Survey: Smoking leaves bad impression
www.chinaview.cn 2008-04-28 14:46:42   Print

    BEIJING, April 28 -- Male smokers who think cigarettes make them more masculine may be disappointed as nearly 68 percent of people said in a survey that tobacco leaves nothing but a bad smell, China Youth Daily reported today.

    About 67.7 percent of 5,482 respondents said in an online survey by the newspaper from April 22-24 that they felt male smokers smelled awkward while 39.8 percent considered them dirty, the Beijing-based newspaper said.

    In contrast, less than 10 percent of respondents said cigarettes can make a man look more masculine and tough like characters in TV dramas and movies, the report said.

    The act of lighting up also hurts the image of females as 73 percent agreed that women looked emaciated and perverted with cigarettes.
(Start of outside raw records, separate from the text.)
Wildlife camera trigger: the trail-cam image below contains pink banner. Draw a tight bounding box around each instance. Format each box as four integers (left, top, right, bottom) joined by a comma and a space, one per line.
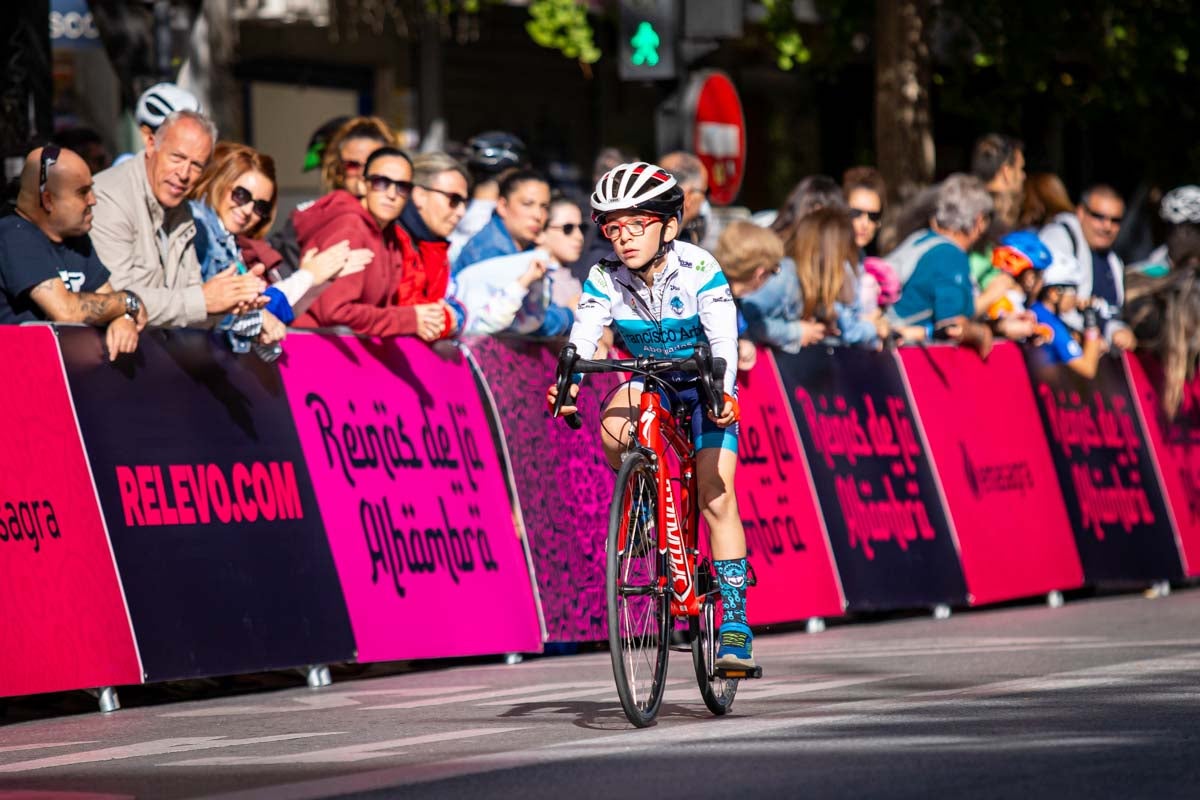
0, 326, 142, 696
899, 344, 1084, 604
282, 333, 541, 662
1126, 354, 1200, 576
737, 348, 845, 625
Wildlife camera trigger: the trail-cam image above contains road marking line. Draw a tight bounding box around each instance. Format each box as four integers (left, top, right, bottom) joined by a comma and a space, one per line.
0, 732, 342, 772
364, 681, 604, 711
158, 686, 487, 718
160, 726, 526, 766
184, 651, 1200, 800
0, 739, 100, 753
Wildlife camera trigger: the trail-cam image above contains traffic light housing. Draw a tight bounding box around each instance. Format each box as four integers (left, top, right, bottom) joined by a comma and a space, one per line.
618, 0, 679, 80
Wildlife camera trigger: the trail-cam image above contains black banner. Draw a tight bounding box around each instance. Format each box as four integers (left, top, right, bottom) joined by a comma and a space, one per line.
1025, 349, 1183, 584
776, 348, 967, 610
59, 327, 354, 681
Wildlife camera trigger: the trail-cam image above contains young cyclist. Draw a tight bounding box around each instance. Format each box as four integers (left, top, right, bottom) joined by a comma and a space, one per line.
547, 162, 756, 668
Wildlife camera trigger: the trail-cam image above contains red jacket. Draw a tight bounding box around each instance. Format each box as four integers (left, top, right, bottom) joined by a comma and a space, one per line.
293, 190, 422, 336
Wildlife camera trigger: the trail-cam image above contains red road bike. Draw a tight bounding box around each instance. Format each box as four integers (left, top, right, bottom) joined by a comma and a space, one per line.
553, 344, 762, 728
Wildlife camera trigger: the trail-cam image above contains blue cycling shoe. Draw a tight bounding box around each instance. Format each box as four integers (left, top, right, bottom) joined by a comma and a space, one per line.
715, 622, 758, 669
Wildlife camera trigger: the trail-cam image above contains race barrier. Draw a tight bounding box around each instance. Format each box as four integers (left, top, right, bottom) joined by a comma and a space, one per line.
0, 325, 1200, 696
898, 343, 1084, 604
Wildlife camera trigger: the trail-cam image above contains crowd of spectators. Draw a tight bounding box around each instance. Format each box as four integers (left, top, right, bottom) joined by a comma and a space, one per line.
0, 84, 1200, 410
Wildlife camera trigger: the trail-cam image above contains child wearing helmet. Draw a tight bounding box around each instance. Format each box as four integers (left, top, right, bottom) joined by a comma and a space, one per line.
1031, 251, 1104, 379
547, 162, 755, 668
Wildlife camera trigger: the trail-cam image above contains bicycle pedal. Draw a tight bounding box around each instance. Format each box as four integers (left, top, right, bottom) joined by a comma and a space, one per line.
713, 667, 762, 680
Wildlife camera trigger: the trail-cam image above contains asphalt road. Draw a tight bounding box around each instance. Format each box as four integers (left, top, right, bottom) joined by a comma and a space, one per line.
0, 590, 1200, 800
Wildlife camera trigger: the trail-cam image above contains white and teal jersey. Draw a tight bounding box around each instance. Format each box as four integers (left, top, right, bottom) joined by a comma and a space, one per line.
571, 241, 738, 395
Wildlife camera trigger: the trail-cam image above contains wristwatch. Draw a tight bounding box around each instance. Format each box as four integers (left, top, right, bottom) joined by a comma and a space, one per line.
125, 289, 142, 323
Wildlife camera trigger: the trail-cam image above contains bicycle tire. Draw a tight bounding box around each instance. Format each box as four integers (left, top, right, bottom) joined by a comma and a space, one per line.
688, 561, 738, 716
605, 451, 671, 728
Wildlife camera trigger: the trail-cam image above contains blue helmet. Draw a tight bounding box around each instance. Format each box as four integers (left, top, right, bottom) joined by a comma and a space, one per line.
1000, 230, 1054, 272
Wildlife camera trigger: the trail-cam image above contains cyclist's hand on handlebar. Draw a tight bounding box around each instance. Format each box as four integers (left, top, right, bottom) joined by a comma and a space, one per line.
708, 395, 742, 428
546, 384, 580, 416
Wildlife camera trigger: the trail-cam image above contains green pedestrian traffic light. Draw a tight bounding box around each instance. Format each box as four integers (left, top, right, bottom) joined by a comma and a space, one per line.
629, 22, 659, 67
617, 0, 679, 80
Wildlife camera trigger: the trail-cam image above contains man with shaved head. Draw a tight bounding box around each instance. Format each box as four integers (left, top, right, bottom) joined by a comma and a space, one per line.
0, 145, 146, 361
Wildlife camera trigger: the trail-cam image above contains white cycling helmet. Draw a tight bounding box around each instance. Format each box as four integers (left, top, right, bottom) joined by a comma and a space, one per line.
592, 161, 683, 222
1158, 184, 1200, 225
136, 83, 200, 131
1042, 249, 1082, 287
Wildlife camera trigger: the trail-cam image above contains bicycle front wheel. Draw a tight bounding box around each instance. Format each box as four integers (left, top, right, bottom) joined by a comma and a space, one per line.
605, 452, 671, 728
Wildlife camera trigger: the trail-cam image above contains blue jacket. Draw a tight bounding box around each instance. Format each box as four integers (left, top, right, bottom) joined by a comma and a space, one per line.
450, 211, 521, 275
188, 200, 296, 325
739, 258, 878, 353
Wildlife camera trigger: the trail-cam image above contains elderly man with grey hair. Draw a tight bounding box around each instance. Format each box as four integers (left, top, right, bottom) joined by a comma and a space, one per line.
91, 110, 266, 327
883, 174, 992, 355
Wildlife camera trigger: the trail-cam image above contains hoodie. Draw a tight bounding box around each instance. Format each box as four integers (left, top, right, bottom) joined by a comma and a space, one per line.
293, 190, 416, 336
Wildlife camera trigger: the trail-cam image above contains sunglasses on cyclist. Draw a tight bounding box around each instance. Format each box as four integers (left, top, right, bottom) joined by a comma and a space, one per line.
229, 186, 271, 219
1084, 205, 1124, 225
850, 209, 883, 224
600, 217, 662, 239
37, 144, 62, 211
366, 175, 413, 197
418, 184, 467, 209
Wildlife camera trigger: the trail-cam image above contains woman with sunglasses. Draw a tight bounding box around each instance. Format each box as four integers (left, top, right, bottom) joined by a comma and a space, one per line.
294, 148, 454, 341
191, 142, 371, 343
455, 197, 583, 336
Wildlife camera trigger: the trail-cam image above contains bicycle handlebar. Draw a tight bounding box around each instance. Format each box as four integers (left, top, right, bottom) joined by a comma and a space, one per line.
553, 344, 726, 431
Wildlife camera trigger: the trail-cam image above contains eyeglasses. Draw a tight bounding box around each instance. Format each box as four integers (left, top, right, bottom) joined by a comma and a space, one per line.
366, 175, 413, 197
419, 185, 467, 209
229, 186, 271, 219
600, 217, 662, 239
1084, 205, 1124, 225
37, 144, 62, 211
546, 222, 588, 236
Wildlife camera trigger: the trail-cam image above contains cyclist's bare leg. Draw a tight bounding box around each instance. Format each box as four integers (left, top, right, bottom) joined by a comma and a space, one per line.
600, 384, 648, 469
696, 447, 746, 561
696, 447, 756, 668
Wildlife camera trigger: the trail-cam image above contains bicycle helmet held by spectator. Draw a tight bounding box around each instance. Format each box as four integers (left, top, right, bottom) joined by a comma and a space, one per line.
467, 131, 526, 173
1042, 251, 1082, 288
136, 83, 200, 131
991, 230, 1054, 278
592, 161, 683, 224
1158, 184, 1200, 225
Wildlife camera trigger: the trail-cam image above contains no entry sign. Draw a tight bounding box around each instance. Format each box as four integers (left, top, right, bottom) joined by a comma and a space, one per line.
684, 70, 746, 205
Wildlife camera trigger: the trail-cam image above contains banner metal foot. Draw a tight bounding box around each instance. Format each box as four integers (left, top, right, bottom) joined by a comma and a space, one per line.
305, 664, 334, 688
91, 686, 121, 714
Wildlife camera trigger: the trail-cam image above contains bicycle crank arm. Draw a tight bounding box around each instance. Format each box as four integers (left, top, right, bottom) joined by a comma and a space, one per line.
713, 667, 762, 680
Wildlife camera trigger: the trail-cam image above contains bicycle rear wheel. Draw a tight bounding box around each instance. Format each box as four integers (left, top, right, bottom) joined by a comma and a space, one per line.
688, 560, 738, 716
605, 452, 671, 728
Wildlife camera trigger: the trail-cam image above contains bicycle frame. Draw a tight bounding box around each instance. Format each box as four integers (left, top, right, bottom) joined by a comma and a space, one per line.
622, 379, 701, 616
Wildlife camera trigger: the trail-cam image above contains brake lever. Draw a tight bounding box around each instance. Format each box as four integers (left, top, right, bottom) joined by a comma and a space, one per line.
552, 344, 583, 431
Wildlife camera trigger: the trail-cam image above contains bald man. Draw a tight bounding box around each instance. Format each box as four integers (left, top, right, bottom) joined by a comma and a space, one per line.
0, 145, 146, 361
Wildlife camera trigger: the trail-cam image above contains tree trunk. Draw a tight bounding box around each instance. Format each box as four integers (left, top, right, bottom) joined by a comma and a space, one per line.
0, 0, 54, 165
875, 0, 934, 203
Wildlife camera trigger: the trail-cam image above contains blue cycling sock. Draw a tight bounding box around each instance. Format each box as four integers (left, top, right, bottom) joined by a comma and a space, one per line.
713, 558, 746, 625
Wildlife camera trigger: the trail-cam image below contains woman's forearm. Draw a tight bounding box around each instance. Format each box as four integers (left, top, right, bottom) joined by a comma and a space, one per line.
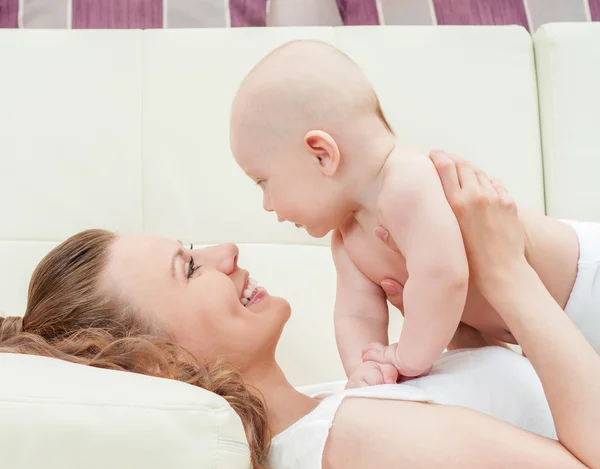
486, 264, 600, 469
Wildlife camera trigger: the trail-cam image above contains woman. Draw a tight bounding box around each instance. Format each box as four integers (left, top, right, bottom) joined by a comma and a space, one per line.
0, 154, 600, 469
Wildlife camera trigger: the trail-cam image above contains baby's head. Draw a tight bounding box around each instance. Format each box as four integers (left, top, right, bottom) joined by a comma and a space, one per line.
230, 41, 394, 237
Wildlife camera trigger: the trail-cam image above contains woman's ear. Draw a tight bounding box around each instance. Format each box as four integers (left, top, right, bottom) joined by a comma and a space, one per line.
304, 130, 340, 176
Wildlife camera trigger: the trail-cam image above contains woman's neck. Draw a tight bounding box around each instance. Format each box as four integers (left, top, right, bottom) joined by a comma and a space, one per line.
244, 362, 319, 436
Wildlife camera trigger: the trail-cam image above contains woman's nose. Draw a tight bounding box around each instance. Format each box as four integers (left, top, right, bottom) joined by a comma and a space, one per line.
197, 243, 240, 275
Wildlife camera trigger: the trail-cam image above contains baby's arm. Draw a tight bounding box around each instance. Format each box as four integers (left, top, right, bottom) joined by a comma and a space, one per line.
379, 157, 469, 376
331, 230, 389, 377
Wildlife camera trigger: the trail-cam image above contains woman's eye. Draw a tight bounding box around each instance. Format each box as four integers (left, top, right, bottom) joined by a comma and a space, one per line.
187, 244, 200, 280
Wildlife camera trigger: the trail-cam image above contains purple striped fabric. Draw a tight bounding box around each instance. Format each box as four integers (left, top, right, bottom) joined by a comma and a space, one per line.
229, 0, 267, 27
0, 0, 600, 31
337, 0, 379, 25
0, 0, 19, 28
589, 0, 600, 21
433, 0, 528, 28
72, 0, 163, 29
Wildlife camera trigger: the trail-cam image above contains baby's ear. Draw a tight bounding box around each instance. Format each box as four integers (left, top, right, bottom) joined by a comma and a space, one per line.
304, 130, 340, 176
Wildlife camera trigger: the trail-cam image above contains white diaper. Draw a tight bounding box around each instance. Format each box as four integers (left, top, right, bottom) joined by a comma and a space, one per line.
561, 220, 600, 354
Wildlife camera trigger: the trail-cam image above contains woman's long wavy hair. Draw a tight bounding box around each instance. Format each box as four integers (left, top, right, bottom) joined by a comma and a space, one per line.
0, 230, 270, 469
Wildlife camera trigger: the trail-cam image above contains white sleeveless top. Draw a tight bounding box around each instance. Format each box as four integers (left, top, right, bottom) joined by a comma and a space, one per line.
269, 347, 556, 469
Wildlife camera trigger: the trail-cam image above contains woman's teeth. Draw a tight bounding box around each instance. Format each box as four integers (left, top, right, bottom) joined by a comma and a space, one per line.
241, 278, 258, 306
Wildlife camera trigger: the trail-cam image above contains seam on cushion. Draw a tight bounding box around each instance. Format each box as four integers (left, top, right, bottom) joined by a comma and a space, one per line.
0, 397, 233, 413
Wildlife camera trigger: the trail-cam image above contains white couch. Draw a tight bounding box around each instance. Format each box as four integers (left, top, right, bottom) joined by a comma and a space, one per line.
0, 24, 600, 469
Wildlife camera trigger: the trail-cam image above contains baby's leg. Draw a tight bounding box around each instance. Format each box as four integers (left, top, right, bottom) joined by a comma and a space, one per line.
447, 322, 511, 350
565, 221, 600, 354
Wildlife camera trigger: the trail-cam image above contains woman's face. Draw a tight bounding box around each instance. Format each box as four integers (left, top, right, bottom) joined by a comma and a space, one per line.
104, 236, 290, 371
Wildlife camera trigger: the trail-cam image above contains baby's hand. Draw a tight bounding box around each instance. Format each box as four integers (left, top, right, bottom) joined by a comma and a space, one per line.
362, 342, 431, 381
346, 361, 399, 389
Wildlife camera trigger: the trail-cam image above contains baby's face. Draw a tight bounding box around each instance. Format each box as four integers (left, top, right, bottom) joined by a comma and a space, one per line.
232, 135, 344, 238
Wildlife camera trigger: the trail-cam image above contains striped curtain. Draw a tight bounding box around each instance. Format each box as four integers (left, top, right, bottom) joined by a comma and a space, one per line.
0, 0, 600, 31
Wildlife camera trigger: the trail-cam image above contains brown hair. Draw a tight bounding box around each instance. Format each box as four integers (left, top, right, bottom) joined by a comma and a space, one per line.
0, 230, 270, 469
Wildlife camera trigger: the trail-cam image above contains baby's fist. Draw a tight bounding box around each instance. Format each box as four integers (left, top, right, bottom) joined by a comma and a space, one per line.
346, 361, 399, 389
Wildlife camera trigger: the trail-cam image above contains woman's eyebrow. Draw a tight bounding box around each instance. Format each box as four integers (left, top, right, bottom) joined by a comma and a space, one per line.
171, 247, 184, 278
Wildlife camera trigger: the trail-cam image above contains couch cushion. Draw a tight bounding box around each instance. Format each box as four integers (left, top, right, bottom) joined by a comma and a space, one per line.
0, 354, 250, 469
534, 23, 600, 221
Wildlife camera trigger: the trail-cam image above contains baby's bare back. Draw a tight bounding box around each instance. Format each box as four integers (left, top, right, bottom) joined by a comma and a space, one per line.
342, 198, 579, 343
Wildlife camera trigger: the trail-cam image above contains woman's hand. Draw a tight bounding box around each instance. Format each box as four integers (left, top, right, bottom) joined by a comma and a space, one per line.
430, 151, 527, 294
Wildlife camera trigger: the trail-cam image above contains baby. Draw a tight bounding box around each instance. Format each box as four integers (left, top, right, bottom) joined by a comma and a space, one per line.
230, 41, 600, 377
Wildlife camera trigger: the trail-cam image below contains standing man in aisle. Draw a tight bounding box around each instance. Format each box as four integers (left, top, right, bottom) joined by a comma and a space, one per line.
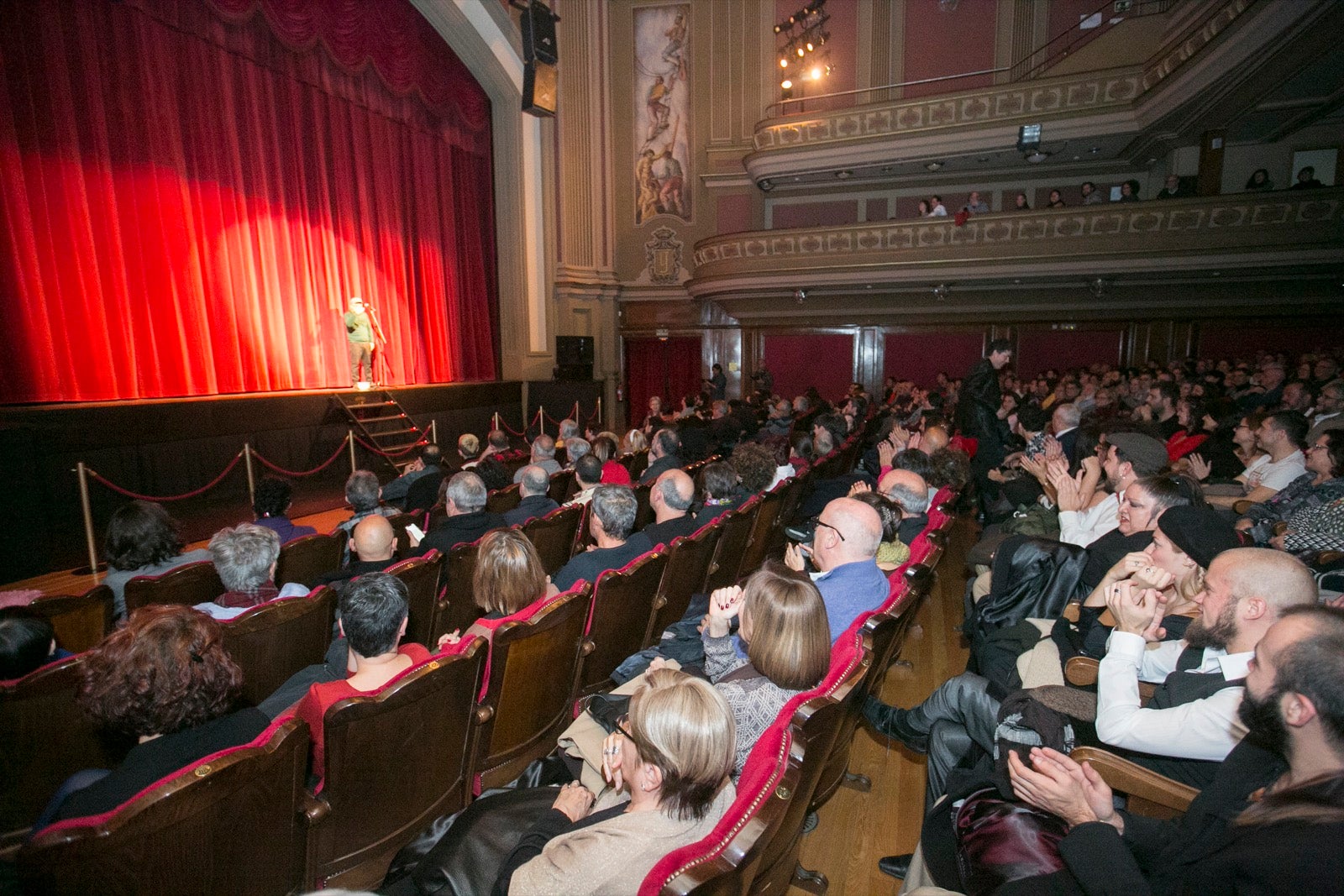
345, 296, 374, 383
957, 338, 1012, 518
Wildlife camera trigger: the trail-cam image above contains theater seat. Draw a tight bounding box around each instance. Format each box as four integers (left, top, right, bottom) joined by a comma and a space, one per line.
18, 719, 309, 896
125, 560, 226, 616
305, 638, 486, 889
220, 585, 336, 706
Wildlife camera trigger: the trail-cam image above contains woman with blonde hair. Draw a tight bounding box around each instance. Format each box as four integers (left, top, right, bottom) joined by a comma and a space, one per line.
493, 670, 737, 896
701, 563, 831, 779
621, 430, 649, 454
438, 529, 556, 647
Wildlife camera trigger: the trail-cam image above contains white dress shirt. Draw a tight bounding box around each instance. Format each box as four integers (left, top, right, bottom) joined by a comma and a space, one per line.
1097, 631, 1254, 762
1059, 495, 1120, 548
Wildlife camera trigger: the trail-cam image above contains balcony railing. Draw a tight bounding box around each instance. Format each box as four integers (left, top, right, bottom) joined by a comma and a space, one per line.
748, 0, 1257, 154
690, 188, 1344, 297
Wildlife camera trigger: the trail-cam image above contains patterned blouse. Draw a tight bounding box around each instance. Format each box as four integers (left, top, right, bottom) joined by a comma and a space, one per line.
701, 632, 801, 782
1284, 498, 1344, 553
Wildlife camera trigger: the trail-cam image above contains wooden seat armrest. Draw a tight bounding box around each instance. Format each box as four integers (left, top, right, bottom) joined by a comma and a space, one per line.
302, 794, 332, 827
1064, 657, 1158, 703
1070, 747, 1199, 817
1064, 657, 1100, 688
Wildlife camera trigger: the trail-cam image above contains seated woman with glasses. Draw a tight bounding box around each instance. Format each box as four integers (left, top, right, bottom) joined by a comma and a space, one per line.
493, 669, 737, 896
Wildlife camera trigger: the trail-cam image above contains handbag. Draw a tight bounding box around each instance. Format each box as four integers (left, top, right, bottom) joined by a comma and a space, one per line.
952, 787, 1068, 896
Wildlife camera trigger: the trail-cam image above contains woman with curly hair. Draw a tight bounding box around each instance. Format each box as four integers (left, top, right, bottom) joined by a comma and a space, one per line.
102, 501, 210, 619
44, 605, 270, 820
The survey also found that 41.5 percent said female smokers usually have bad skin and 39.6 percent said these women also smell bad, the report said.

    The survey was conducted just days after Beijing ruled early this month that all government offices, schools, museums, hospitals and sporting venues in the capital will be smoke-free areas while restaurants, bars and Internet cafes will have to separate smoking and non-smoking areas from May 1.

    However, only 32.2 percent of those surveyed said they knew the new smoking ban was in place. Another 21.8 percent felt the rule could eventually work in the world's biggest tobacco-consuming country despite 90 percent expressing support for it, the report said.

    Company and government offices were the places where smoking was most frequently seen, according to 81.2 percent of the surveyed, which led 65.7 percent to think salesmen were the biggest smoker group, followed by civil servants, the report said.

    Ninety percent of respondents said second-hand smoke will compromise the health of non-smokers, the report added.

    China had more than 300 million smokers, the most in the world, as of May 2007, according to a report released by the Ministry of Health.

    The country is also the world's largest tobacco producing and consuming country, accounting for more than a third of the global total on both counts, the ministry's report said.

    The tobacco industry has been the biggest tax source since 1987, which accounted for about 240 billion yuan (31.4 billion U.S. dollars) of tax revenue in 2005.

    About 540 million Chinese suffer from passive smoking and more than 100,000 of them die annually from diseases caused by second-hand smoke.

    Among passive smoking victims, about 180 million were children younger than 15, the ministry's report said. The World Health Organization estimated that about 700 million children worldwide suffere from passive smoking.